July 4, 2012: The death penalty can be executed within the existing justice system of the Maldives, Chief Justice Ahmed Faiz has said.

Following the moment of silence observed outside the High Court on Wednesday afternoon in honor of the lawyer Ahmed Najeeb, who was found brutally stabbed to death this week, the Chief Justice told reporters that Maldives legal system is based on Islamic Sharia which allows the death penalty to be implemented.

Due to increasing criminal related deaths in the country, mainly due to the gang violence that expanded into an alarming level in the country, the public sentiment for implementing capital punishment is growing stronger.

Following Najeeb’s murder – the sixth homicide recorded this year alone – Home Minister Mohamed Jameel Ahmed and Attorney General Aishath Azima Shakoor, as well as and other prominent lawyers and lawmakers, have publicly endorsed their support for implementing capital punishment to deter increasing crime rates.

According to Chief Justice Faiz, each and every ruling of the court must be enforced for the country to see the effectiveness of the judiciary.

More than 10 people have been sentenced to death in the past decade, out of which none have been executed by the authorities tasked with the role, he observed.

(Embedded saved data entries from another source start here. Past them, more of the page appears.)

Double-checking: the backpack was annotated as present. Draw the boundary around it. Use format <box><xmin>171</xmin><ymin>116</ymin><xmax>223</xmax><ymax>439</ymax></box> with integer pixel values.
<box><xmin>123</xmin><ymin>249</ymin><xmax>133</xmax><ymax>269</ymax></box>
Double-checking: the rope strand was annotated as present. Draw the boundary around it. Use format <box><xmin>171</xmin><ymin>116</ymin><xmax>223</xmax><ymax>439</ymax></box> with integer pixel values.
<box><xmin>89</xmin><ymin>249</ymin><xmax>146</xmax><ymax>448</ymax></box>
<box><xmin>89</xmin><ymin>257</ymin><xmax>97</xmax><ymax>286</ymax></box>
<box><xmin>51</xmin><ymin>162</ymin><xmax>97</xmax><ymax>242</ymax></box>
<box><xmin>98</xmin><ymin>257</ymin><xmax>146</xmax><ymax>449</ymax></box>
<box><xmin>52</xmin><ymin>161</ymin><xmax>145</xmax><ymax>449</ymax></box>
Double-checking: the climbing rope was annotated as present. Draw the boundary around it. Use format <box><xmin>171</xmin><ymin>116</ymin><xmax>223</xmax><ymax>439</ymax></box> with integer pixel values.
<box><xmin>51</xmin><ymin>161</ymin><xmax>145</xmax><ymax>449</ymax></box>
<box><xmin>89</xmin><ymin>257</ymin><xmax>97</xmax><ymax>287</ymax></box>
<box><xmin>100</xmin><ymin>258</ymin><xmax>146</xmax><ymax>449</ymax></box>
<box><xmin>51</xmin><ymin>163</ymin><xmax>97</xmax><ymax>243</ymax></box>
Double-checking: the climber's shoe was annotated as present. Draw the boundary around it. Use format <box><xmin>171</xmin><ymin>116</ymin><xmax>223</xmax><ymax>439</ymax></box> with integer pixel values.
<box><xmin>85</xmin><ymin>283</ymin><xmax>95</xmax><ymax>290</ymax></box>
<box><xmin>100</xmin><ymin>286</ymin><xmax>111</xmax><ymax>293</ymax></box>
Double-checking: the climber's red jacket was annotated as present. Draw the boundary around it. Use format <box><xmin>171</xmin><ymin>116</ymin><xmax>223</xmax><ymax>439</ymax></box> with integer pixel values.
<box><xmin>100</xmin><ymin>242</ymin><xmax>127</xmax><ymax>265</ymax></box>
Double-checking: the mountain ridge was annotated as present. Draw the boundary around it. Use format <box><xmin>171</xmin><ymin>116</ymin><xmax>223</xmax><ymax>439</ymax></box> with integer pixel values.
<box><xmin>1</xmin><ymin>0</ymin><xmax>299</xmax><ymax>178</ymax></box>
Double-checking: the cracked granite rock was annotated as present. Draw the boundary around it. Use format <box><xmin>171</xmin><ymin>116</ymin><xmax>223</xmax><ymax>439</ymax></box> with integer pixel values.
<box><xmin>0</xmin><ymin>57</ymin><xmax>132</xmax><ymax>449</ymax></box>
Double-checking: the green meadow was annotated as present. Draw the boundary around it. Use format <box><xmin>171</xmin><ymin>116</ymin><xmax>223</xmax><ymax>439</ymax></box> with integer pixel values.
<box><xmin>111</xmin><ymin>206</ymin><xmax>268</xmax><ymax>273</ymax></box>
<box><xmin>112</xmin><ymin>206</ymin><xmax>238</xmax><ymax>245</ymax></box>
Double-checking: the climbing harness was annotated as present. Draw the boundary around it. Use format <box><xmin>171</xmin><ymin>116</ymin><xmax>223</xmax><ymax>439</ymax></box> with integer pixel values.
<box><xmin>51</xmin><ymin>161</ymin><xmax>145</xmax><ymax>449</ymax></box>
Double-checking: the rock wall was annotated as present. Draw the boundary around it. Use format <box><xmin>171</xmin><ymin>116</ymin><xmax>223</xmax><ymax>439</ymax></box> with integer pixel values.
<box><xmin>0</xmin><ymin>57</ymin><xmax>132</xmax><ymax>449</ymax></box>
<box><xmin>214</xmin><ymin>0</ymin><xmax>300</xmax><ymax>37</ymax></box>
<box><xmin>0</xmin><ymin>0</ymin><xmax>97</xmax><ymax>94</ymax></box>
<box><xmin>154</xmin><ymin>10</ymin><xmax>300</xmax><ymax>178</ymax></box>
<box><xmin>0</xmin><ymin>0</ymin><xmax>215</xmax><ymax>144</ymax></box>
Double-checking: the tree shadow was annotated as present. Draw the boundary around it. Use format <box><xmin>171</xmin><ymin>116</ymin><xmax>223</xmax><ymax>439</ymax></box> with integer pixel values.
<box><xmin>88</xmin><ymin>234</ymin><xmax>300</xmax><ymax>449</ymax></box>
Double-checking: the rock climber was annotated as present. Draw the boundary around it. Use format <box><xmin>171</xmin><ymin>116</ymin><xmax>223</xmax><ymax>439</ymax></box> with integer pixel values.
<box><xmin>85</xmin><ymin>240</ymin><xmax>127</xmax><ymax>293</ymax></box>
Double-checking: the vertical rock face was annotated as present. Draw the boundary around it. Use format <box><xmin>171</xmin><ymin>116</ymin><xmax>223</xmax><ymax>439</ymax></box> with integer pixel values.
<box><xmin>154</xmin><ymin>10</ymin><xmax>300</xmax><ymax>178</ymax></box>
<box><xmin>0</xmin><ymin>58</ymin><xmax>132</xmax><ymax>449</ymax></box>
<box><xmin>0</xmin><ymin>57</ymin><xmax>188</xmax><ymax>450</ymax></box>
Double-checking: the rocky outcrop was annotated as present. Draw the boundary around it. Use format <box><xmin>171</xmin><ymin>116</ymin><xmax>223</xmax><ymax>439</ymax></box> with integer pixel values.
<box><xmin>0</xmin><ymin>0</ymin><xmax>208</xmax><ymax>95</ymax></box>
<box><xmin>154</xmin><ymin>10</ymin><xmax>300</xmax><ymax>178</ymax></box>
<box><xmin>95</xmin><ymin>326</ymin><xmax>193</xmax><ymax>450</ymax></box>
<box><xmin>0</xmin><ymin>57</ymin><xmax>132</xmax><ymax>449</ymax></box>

For the past 60 years, the state has been commuting these death sentences to life imprisonment (25 years).

“The Maldives judicial system is constructed in a manner whereby another body is responsible to enforce the punishment once it is decided by the court,” Faiz explained.

“Not only in murder cases, but if all court verdicts on all crimes are properly enforced, we will see the [positive] outcomes of these verdicts,” the Supreme court judge noted.

A motion related to death penalty is currently being reviewed by the parliament which, if passed, will make the enforcement of the death penalty mandatory in the event it is upheld by the Supreme Court, halting the current practice of the President commuting such sentences to life imprisonment.